Although these individuals receive medically necessary care that is no different from the care provided to formally admitted inpatients, their classification as observation or outpatient is significant, “because the Medicare statute covers a post-hospital stay in a skilled nursing facility only if the patient was hospitalized for three consecutive days as an inpatient,” the coalition said. 

The group told the committee, which is chaired by Rep. Lloyd Doggett (D-Texas), that eliminating surprise medical bills and the observation stays classification go hand in hand.

“Counting observation status toward the three-day inpatient requirement in the Medicare program is a common-sense policy that does not affect hospital care, but does protect the ability of beneficiaries to receive needed post-acute nursing home care,” the statement said. 

Notably, the coalition said that earlier in this current Congress, bipartisan legislation titled the “Improving Access to Medicare Coverage Act” (HR 1682/S 753), was reintroduced to update a current loophole in Medicare policy that would help protect seniors from high and often surprise medical costs for the skilled nursing facility (SNF) care they require after hospitalization. 

Sponsored by Reps. Joseph Courtney (D-Conn.) and Glenn “GT” Thompson (R-Pa.) and Sens. Sherrod Brown (D-Ohio), Susan Collins (R-Maine), Sheldon Whitehouse (D-Vt.), and Shelley Moore Capito (R-W.Va.), the legislation would allow for the time patients spend in the hospital under “observation status” to count toward the requisite three-day hospital stay for coverage of skilled care. 

The coalition told the committee this “legislative fix is important for several reasons, including the fact that our nation’s most vulnerable seniors could be surprised with high out-of-pocket costs due to being admitted to the hospital under observation status.” 

Without changes, more older Americans and their families will have had to pay high out-of-pocket charges since they were deemed to be on observation status, and Medicare did not cover their necessary SNF care, the statement said. 
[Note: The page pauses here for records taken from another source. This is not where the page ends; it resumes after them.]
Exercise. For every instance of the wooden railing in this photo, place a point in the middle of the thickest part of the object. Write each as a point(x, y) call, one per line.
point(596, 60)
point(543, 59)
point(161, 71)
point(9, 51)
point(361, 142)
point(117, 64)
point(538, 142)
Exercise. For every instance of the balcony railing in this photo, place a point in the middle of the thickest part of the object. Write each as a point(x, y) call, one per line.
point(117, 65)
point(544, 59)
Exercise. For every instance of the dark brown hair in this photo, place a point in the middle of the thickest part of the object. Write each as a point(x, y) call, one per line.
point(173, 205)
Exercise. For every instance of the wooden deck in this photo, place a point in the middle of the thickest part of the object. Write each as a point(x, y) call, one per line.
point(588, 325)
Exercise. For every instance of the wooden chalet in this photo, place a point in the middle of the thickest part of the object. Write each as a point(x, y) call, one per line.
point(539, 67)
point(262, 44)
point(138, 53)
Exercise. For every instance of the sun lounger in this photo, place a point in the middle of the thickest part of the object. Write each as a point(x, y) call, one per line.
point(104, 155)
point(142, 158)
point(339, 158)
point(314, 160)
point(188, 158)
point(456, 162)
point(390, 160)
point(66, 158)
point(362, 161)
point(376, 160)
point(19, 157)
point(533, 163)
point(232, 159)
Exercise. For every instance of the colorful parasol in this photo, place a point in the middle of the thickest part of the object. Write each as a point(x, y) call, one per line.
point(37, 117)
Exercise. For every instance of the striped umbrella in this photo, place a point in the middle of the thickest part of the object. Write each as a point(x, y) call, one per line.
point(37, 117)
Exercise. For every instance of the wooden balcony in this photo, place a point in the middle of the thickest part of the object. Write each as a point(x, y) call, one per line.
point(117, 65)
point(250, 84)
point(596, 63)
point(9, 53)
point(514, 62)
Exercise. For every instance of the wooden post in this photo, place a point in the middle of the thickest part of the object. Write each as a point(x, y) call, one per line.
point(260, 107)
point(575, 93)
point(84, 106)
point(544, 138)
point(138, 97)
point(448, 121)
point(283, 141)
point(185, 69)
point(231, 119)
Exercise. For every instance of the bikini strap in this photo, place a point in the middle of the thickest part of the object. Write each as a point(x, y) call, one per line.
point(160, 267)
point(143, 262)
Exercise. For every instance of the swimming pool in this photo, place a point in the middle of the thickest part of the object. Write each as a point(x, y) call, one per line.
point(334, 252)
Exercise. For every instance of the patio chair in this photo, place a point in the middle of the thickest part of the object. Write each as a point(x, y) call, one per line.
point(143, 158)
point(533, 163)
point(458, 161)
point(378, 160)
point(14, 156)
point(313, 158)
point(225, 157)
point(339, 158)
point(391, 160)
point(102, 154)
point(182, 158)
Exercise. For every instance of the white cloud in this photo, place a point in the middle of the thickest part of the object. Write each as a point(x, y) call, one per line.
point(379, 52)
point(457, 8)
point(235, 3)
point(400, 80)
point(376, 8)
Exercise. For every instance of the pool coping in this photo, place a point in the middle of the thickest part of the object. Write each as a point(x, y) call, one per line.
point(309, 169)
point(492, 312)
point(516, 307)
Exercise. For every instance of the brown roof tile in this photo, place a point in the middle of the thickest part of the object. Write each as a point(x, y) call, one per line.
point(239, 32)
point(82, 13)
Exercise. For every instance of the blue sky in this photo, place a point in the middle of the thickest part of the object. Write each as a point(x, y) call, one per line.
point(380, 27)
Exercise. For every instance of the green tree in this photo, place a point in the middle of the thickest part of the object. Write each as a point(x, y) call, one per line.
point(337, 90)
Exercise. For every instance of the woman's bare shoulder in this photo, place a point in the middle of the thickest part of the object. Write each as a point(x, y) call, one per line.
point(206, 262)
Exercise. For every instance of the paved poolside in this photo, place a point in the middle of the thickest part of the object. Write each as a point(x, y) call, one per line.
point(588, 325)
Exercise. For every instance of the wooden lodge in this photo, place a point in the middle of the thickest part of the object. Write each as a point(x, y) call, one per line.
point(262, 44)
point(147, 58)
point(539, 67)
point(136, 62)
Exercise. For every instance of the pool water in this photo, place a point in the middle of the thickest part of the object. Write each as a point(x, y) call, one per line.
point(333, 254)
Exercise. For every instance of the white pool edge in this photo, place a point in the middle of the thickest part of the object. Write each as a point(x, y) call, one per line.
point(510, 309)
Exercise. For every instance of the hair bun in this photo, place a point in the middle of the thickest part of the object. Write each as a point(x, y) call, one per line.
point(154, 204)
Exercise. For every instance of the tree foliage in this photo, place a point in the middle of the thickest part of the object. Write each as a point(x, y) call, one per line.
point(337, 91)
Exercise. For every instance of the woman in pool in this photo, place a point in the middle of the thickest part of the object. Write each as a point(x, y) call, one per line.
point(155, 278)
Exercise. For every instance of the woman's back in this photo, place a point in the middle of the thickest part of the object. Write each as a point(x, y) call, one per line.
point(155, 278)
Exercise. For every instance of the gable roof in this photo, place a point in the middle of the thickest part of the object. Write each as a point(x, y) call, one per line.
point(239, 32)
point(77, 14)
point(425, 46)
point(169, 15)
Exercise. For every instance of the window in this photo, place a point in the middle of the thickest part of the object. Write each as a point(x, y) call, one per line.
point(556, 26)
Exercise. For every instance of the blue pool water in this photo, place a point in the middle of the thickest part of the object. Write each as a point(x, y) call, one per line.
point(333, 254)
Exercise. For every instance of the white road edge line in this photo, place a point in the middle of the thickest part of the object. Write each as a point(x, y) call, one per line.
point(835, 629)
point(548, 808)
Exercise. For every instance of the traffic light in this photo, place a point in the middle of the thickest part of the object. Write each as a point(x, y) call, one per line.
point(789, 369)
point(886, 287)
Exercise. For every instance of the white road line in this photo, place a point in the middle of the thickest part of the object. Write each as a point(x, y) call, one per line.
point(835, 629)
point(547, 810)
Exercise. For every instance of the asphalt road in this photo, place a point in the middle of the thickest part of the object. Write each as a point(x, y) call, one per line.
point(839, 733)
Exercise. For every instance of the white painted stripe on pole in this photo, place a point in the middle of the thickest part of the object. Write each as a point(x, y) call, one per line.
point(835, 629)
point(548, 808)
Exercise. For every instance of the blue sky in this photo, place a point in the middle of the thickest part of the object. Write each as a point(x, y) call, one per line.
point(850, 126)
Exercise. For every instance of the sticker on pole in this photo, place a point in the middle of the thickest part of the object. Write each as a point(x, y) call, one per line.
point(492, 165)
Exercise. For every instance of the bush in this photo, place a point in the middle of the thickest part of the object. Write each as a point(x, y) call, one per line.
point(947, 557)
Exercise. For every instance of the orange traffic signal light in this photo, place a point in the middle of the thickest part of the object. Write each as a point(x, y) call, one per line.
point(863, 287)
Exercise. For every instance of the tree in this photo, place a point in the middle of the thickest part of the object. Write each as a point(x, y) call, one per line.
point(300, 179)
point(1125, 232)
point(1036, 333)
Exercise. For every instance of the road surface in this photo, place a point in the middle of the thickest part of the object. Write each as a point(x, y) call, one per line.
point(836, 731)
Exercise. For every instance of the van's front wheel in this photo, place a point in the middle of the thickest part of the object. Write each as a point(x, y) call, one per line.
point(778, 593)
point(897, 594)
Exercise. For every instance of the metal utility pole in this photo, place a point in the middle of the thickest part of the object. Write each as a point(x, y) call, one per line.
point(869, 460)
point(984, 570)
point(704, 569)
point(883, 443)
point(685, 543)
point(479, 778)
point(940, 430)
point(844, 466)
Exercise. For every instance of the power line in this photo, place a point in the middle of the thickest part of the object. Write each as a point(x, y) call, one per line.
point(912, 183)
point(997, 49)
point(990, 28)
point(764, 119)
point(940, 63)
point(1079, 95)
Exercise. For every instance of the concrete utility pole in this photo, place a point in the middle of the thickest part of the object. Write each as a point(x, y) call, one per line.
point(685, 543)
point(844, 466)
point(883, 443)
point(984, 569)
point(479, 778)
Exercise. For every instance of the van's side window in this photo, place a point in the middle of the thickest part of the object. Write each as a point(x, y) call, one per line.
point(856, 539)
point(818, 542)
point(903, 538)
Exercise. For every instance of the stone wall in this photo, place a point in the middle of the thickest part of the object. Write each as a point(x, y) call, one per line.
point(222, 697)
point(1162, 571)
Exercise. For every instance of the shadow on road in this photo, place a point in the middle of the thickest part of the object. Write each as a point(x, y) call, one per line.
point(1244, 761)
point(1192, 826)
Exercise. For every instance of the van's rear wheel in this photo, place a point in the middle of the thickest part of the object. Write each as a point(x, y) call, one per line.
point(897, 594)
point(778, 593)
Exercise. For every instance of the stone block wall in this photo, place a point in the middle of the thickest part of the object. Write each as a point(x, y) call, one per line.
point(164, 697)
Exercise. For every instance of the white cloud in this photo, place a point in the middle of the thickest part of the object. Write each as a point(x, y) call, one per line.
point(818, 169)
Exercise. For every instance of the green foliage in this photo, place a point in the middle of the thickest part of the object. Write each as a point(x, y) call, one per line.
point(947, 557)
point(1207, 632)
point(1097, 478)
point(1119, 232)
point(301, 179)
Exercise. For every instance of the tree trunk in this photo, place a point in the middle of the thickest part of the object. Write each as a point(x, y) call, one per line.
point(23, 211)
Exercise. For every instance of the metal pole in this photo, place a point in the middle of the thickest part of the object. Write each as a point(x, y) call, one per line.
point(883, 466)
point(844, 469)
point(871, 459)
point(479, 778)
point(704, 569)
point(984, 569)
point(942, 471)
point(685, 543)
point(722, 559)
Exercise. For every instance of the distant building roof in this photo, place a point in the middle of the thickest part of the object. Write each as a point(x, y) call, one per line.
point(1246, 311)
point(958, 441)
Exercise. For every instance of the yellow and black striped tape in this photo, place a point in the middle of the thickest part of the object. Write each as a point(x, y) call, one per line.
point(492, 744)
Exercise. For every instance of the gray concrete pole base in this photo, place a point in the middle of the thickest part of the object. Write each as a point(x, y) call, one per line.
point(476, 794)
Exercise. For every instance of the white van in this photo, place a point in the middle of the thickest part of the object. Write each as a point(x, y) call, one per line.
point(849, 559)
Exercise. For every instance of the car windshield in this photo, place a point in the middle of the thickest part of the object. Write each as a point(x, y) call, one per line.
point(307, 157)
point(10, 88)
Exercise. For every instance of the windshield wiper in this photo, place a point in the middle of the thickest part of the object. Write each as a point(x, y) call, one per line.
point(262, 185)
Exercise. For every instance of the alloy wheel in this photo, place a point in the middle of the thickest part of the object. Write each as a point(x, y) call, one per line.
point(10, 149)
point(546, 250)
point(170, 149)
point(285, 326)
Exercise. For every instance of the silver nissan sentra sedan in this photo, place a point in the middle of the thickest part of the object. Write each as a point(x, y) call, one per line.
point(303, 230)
“Often, these individuals didn’t even know they were on observation status or know to ask,” the statement said.

But, the group said, even if those affected did receive and understand the Medicare Outpatient Observation Notice, which is required by law, they have no right to appeal and request a change to inpatient status.

During the course of the hearing, Doggett and Republicans on the panel stressed the bipartisan support for the end to surprise billing, even if there is no agreement yet on how to do so. Notably, Doggett said President Trump supports relief for patients who are billed exorbitant amounts, usually as a result of getting emergency medical care from clinicians not in their health insurance network of providers.

Doggett said one in seven Americans has been affected by surprise bills, and he has sponsored legislation, the End Surprise Billing Act of 2019, which requires a critical access hospital or other hospital to comply, as a condition of participation in Medicare, with certain requirements related to billing for out-of-network services.

Under the Doggett plan, any individual who has health benefits coverage and is seeking services must receive notice from a hospital as to whether the hospital, or any of the providers furnishing services at the hospital, is not within the provider network or otherwise a participating provider with respect to the individual's coverage. If so, the legislation says the estimated out-of-pocket costs of the services must be revealed to the individual.

Also, the bill says at least 24 hours prior to providing services, the hospital must document that the individual 1.) has been provided with the required notice; and 2.) consents to be furnished with the services and charged an amount approximate to the estimate provided.

“Otherwise, the hospital may not charge the individual more than the individual would have been required to pay if the services had been furnished by an in-network or participating provider,” the legislation says. “With respect to such an individual who is seeking same-day emergency services, a hospital may not charge more than the individual would be required to pay for such services furnished by an in-network or participating provider.”